The Kremlin is known to be dissatisfied at Kirill’s loss of standing at home and abroad, and President Putin may well have pressured the Patriarch to agree to the meeting, hoping to bolster Russia’s image. Patriarch Kirill may have counted on the event to strengthen his position at a council of Orthodox leaders which is to convene in Crete in June.
The Russian side will have been delighted with the wording of the joint declaration. The document laments the millions “left without a home or means of sustenance” in Syria, but makes no mention of Russia’s continued bombing campaign.
The Moscow Patriarchate still objects to the revival of the banned Greek Catholic Church in Ukraine, whose members are known contemptuously as “uniates” by Russian Orthodox leaders. Far from offering words of consolation, the Havana declaration reiterates that “uniatism” cannot be viewed as “the way to re-establish unity”, and offers little more than a grudging acknowledgement of the Greek Catholics’ “right to exist”.
It makes no mention of Roman Catholic rights in Russia, which are still heavily restricted, nor of the effective banning of non-Orthodox worship in occupied eastern Ukraine.
THE reactions have been predictable. The Primate of the Ukrainian Greek Catholic Church, Archbishop Sviatoslav Shevchuk, said on Sunday that the declaration’s “half-truth nature” had left many Ukrainians feeling “betrayed by the Vatican”. He noted that his Church had not even been asked its views, making it a document “about us without us”.
Other Roman Catholic leaders have been wrong-footed as well, notably in Poland, whose Church-run Catholic Information Agency, KAI, recently regretted that Kirill had “ceased to be any different from the secular eulogists of Putin’s regime”.
Anglicans and other denominations should note the declaration’s repeated emphasis on a reforged Roman Catholic-Orthodox closeness, and its call for a new “compelling Christian witness” in all areas of life.
ALMOST a decade has passed since the then Bishop Hilarion, who is now Kirill’s deputy, called for a Catholic-Orthodox “strategic alliance” to defend Europe’s “traditional Christian values” — a phrase whose “militaristic overtones” and implied hostility to Protestants were rejected by Cardinal Koch and other Roman Catholic leaders.

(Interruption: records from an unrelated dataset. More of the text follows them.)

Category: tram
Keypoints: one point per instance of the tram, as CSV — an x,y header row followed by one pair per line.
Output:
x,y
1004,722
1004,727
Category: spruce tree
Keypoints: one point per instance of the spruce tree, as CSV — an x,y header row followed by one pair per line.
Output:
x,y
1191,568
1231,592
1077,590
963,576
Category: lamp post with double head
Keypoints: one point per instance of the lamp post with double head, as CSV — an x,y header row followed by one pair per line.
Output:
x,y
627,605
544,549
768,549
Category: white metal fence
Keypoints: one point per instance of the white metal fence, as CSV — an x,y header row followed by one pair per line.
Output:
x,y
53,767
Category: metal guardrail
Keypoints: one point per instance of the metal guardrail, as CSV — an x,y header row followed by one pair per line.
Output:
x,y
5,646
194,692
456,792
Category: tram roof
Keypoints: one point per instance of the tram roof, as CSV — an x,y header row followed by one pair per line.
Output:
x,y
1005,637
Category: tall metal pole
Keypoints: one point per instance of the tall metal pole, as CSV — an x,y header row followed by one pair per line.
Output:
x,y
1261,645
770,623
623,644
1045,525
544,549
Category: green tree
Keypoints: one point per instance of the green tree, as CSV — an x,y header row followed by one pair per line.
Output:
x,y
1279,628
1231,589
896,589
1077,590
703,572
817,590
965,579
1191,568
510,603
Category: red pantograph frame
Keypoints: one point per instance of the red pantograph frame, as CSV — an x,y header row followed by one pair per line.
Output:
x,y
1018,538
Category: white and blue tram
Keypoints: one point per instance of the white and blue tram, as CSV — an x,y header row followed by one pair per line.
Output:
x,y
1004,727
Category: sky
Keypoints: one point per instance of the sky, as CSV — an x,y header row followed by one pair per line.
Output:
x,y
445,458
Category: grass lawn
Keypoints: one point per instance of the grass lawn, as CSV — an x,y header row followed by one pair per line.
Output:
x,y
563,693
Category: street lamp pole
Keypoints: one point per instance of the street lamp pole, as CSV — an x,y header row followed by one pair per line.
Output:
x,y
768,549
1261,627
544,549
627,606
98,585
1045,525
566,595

But the notion that Roman Catholic and Orthodox bishops can stand together in saving the wayward continent of Europe remains popular in some church circles. If some new Roman Catholic movement follows in tandem with Russian Orthodoxy, it can reasonably be asked which “traditional Christian values” are being defended — and whether the Pope’s appeals to fraternity are not at risk of becoming naïve and dangerous platitudes.
Jonathan Luxmoore is a writer who reports on religious affairs from Warsaw and Oxford.